Here's a look at DVDs coming out Tuesday, July 22:
"Transcendence" (PG-13, 119 minutes, Warner): The dystopian future envisioned by last year's critical darling "Her" reappears here, albeit with a lot more testosterone. You could even call this new thriller -- in which a godlike artificial intelligence, played by Johnny Depp, starts building an army of cyborg zombies -- "Him." Unlike that earlier film about a man who falls in love with a computer operating system, which was a poetic meditation on the failure to connect, "Transcendence" is a kind of high-tech horror story. Contains violence, language and sensuality. Extras include "What Is Transcendence?" "A Singular Vision" (on director Wally Pfister, a former resident of Elmhurst). Also on Blu-ray: "Guarding the Threat," "The Promise of A.I.," "It's Me" "Singularity" and "R.I.F.T." featurettes.
"Heaven Is for Real" (PG, 100 minutes, Sony): In this family drama, Colton Burpo, the angelic 4-year-old son of a Nebraska pastor, has emergency surgery and while under anesthesia experiences a series of visions, including watching his own operation, observing the prayers of his anguished parents and meeting Jesus. At first, Todd Burpo (Greg Kinnear) listens to Colton's stories with the amused forbearance of a mildly skeptical but proud parent: He and his wife, Sonja (Kelly Reilly), chalk up Colton's detailed visions to the stories and hymns he's been steeped in all his life. But when Colton mentions encountering people he never met or even knew existed, Todd becomes convinced that his son really has glimpsed the afterlife, a revelation that sends the preacher on a journey that will ultimately threaten his parish and his family. Contains thematic material. Extras include behind-the-scenes featurette and deleted scenes. Also, on Blu-ray: making-of and "Creating Heaven" featurettes.
"Dom Hemingway" (R, 93 minutes, Fox): Though writer-director Richard Shepard ("The Matador") knows how to spin a yarn about the vicissitudes of fate, Dom's adventures make for a pretty thin garment in which to clothe such an outsize antihero. Shepard tries to add heft to the lightweight tale by introducing a thread about Dom (Jude Law) trying to repair his relationship with his daughter. Rather than humanizing him, however, Dom's efforts to play Daddy -- and to convince us that he has a heart -- feel dictated by market research, not character. Contains violence, drug use, sex, nudity and language. Extras include commentary and the "Ping-Pong Loop."

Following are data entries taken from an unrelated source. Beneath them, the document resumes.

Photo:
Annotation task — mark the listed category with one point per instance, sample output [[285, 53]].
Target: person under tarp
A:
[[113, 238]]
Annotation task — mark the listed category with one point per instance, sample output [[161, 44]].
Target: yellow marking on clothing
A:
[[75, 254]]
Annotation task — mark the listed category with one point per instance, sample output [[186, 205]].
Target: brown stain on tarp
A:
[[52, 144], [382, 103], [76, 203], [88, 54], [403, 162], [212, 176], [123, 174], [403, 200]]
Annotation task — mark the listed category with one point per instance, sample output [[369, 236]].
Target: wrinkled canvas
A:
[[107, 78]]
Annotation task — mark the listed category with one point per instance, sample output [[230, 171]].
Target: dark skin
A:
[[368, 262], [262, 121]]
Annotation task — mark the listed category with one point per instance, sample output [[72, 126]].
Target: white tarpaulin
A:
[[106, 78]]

"Cesar Chavez" (PG-13, 101 minutes, Lionsgate): You don't get to be the namesake of countless roads, schools, buildings and even a state holiday unless you've led a pretty exceptional life. But the Diego Luna biopic does little to enhance the man's legacy. This should have been a plum role for the talented Michael Pena, who portrays Chavez, but he doesn't have the opportunity to do much more than recite trite adages. Rosario Dawson, who plays a fellow labor organizer, also is painfully underused. Contains some violence and strong language. Extras include a making-of documentary.
Also: "Sabotage," "Made in America?," "Tyler Perry's The Single Moms Club," "The Suspect" (South Korea), "GMO OMG," "Sector 4: Extraction," "Insomnia" (1997, Sweden), "The Wind Will Carry Us" (1999), "The Essential Jacques Demy" (1961-70), "The Angriest Man in Brooklyn," "Make Your Move," "Justin and the Knights of Valour" (Spain), "Detour" (1945), "Mumfie's Quest: The Movie" (1994), "The Garfield Show: Best Friends Forever," "The Human Race," "All Cheerleaders Die," "WWI Centennial Collection," "Antboy," "Appleseed Alpha" and "American Girl: Isabelle Dances Into the Spotlight."
Television series: "Wahlburgers: First Season," "Hercules: The Legendary Journeys: Season Five," "Dalziel & Pascoe: Season 10" and "Xena: Warrior Princess: Season Five."